A OTAN ‘apoiará a Ucrânia’ para obter uma paz duradoura, disse alto funcionário à BBC

by deous

A OTAN “estará ao lado da Ucrânia até o dia em que os tivermos sentados à mesa por uma paz duradoura”, disse um alto funcionário da aliança militar à BBC.

O almirante Giuseppe Cavo Dragone, presidente do comité militar da NATO desde janeiro, acrescentou que, do ponto de vista operacional, considera que a guerra Rússia-Ucrânia está atolada e que “estava quase na hora de sentar e conversar porque é um desperdício de vidas”.

Apontando para o facto de que a invasão em grande escala da Ucrânia pela Rússia em 2022 resultou na adesão de mais dois países à aliança ocidental – Finlândia e Suécia – o Almirante Dragone descreveu a guerra como um fracasso estratégico para o Presidente russo Vladimir Putin, apesar dos recentes avanços lentos e incrementais da Rússia no campo de batalha.

“Eles não terão um governo amigável ou fantoche como na Bielorrússia. Putin não terá sucesso.”

Questionado sobre se as nações europeias estavam preparadas para continuar a apoiar a defesa da Ucrânia, ele disse que sim. Foi benéfico, ele acreditava que eles tinham recebido uma espécie de alerta e agora estavam cuidando de sua própria defesa.

Em Junho, os membros da NATO concordaram em aumentar seus gastos com defesa para 5% do PIB até 2035. A medida seguiu repetidos apelos do presidente dos EUA, Donald Trump, para que os membros o fizessem.

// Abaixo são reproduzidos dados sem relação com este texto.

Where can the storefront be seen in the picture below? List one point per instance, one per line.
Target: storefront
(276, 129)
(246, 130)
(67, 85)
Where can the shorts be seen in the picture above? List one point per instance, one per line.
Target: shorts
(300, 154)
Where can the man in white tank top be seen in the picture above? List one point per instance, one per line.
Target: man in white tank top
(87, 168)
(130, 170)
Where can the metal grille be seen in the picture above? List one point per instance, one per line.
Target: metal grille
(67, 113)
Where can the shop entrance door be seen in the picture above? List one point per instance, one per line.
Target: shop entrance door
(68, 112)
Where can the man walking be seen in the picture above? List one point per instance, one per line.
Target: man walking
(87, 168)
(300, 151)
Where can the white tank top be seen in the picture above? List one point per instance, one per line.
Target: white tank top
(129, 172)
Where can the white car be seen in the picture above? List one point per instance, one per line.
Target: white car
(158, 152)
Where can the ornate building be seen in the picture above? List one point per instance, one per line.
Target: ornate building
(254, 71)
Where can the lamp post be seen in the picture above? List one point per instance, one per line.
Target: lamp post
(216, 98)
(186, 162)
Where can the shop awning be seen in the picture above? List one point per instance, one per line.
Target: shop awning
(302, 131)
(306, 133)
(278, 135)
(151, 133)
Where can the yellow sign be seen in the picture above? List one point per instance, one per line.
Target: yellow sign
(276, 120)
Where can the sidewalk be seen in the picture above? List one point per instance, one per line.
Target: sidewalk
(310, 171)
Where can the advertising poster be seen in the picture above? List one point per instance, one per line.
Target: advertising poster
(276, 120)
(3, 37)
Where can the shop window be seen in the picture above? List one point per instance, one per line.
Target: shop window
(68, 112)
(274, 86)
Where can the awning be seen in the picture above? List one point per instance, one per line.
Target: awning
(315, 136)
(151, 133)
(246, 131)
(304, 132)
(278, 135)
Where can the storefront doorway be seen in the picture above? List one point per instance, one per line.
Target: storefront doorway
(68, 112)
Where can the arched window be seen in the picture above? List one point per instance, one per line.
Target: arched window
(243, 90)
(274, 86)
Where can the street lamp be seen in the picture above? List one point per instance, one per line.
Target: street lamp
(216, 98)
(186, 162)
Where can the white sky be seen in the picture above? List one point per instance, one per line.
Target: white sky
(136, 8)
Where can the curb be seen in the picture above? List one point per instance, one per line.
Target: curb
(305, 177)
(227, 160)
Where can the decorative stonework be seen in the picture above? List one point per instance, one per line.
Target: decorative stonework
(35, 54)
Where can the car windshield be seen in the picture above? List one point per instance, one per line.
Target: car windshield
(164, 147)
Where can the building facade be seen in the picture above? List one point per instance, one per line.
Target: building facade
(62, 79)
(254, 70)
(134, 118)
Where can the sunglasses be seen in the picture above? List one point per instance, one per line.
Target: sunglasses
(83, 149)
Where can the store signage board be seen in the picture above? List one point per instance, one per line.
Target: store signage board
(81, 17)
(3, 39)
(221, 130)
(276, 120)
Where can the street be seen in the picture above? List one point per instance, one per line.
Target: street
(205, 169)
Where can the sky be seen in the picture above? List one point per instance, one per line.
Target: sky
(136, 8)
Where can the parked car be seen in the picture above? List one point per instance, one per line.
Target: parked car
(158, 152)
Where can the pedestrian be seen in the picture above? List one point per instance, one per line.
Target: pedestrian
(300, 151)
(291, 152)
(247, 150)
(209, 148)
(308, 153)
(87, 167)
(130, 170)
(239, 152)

Na Rússia anúncio recente sobre armas nucleares de longo alcance tal como o Burevestnik e o Poseidon, o antigo chefe do Estado-Maior da Defesa e aviador naval italiano minimizou as preocupações da NATO, dizendo que se tratava de uma aliança nuclear defensiva.

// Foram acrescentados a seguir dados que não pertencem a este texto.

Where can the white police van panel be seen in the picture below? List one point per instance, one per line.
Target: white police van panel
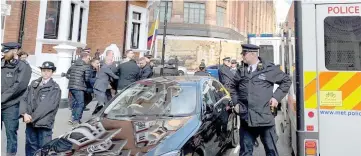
(331, 49)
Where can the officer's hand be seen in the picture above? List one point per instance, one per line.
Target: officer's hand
(273, 102)
(27, 118)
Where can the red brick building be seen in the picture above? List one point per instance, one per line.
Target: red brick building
(41, 25)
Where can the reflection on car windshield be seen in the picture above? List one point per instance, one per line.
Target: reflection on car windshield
(154, 98)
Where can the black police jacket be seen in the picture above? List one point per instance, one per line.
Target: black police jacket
(226, 77)
(146, 72)
(41, 103)
(15, 77)
(253, 91)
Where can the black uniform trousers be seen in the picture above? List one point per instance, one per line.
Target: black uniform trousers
(248, 136)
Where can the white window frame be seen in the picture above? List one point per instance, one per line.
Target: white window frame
(64, 26)
(220, 20)
(143, 32)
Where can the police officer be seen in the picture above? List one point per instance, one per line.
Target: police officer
(252, 91)
(38, 109)
(170, 69)
(225, 75)
(15, 77)
(202, 71)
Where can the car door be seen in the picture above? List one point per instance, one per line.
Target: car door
(214, 118)
(210, 138)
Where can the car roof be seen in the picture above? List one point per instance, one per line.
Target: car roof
(180, 79)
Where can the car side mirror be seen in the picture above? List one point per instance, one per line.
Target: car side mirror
(208, 116)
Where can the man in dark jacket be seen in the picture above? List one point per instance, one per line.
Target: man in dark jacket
(38, 109)
(102, 82)
(202, 71)
(79, 76)
(252, 92)
(170, 69)
(128, 72)
(225, 75)
(145, 69)
(15, 77)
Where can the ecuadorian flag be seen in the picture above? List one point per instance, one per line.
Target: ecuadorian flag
(152, 34)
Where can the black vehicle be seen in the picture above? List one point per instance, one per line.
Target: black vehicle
(164, 116)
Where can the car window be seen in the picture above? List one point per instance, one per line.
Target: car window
(208, 95)
(218, 90)
(154, 99)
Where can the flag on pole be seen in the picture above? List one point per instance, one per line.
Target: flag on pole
(152, 34)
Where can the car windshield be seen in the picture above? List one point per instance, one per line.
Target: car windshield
(148, 97)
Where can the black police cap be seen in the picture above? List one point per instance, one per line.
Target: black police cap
(250, 48)
(48, 65)
(6, 47)
(227, 59)
(202, 65)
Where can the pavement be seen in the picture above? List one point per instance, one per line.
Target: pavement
(61, 126)
(282, 146)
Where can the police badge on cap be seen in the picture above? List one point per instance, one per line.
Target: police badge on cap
(6, 47)
(48, 65)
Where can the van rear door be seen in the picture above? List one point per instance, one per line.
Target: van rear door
(338, 34)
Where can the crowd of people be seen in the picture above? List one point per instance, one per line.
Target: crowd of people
(89, 78)
(250, 84)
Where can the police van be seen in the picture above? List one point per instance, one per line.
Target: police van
(323, 111)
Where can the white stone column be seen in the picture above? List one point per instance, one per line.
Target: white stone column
(65, 53)
(84, 29)
(40, 30)
(64, 24)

“Não estamos ameaçados por eles”, disse ele, “estamos apenas prontos para defender as nossas 32 nações e o nosso mil milhões de pessoas. Somos uma aliança nuclear.”

Sobre o risco de futuras invasões ou ataques, o Almirante Dragone disse que se – e enfatizou aqui o condicional – houvesse algum lugar, provavelmente seria nos Estados Bálticos: Estónia, Letónia e Lituânia.

Mas ele ressaltou que, como afirma a OTAN, seria solicitado o Artigo 5º – que considera um ataque a uma nação equivalente a um ataque a todas – e que a OTAN viria em sua defesa.

Questionado se isso incluía os EUA, ele respondeu: “Sim, porque eles se comprometeram com isso e sublinharam que ainda estão no negócio”.

De todas as necessidades de defesa da OTAN neste momento, o Almirante Dragone disse que a defesa aérea era a principal prioridade. As recentes incursões de drones russos na Polónia e na Roménia levaram a aliança a melhorar as suas defesas aéreas.

Quanto à possibilidade de ativar um suposto “muro de drones” nas fronteiras orientais da OTAN, ele disse que isso seria feito dentro de meses e que “o Comando Aliado de Transformação da aliança em Norfolk (Virgínia) já está trabalhando nisso”.

“Há muitas coisas no mercado que irão satisfazer as nossas necessidades imediatas, por isso montamos uma nova atividade que é a Sentinela Oriental… integrando toda a defesa aérea que já temos no nosso flanco oriental.

“As incursões no espaço aéreo são bastante frequentes, nós as escoltamos para fora e esse é basicamente o jogo”, disse o almirante.

Apesar de não haver sinais de que a Rússia esteja a mudar o rumo da guerra na Ucrânia e apesar dos sinais de que alguns membros – nomeadamente a Eslováquia e a Hungria – se opõem cada vez mais ao apoio à defesa da Ucrânia, o Alte. Dragone terminou com uma nota positiva.

“A aliança é confiável, é madura, existe uma coesão que é o nosso centro de gravidade.”

“A aliança é mais forte do que os nossos adversários e permaneceremos com a Ucrânia até ao dia em que a paz irromperá”, acrescentou.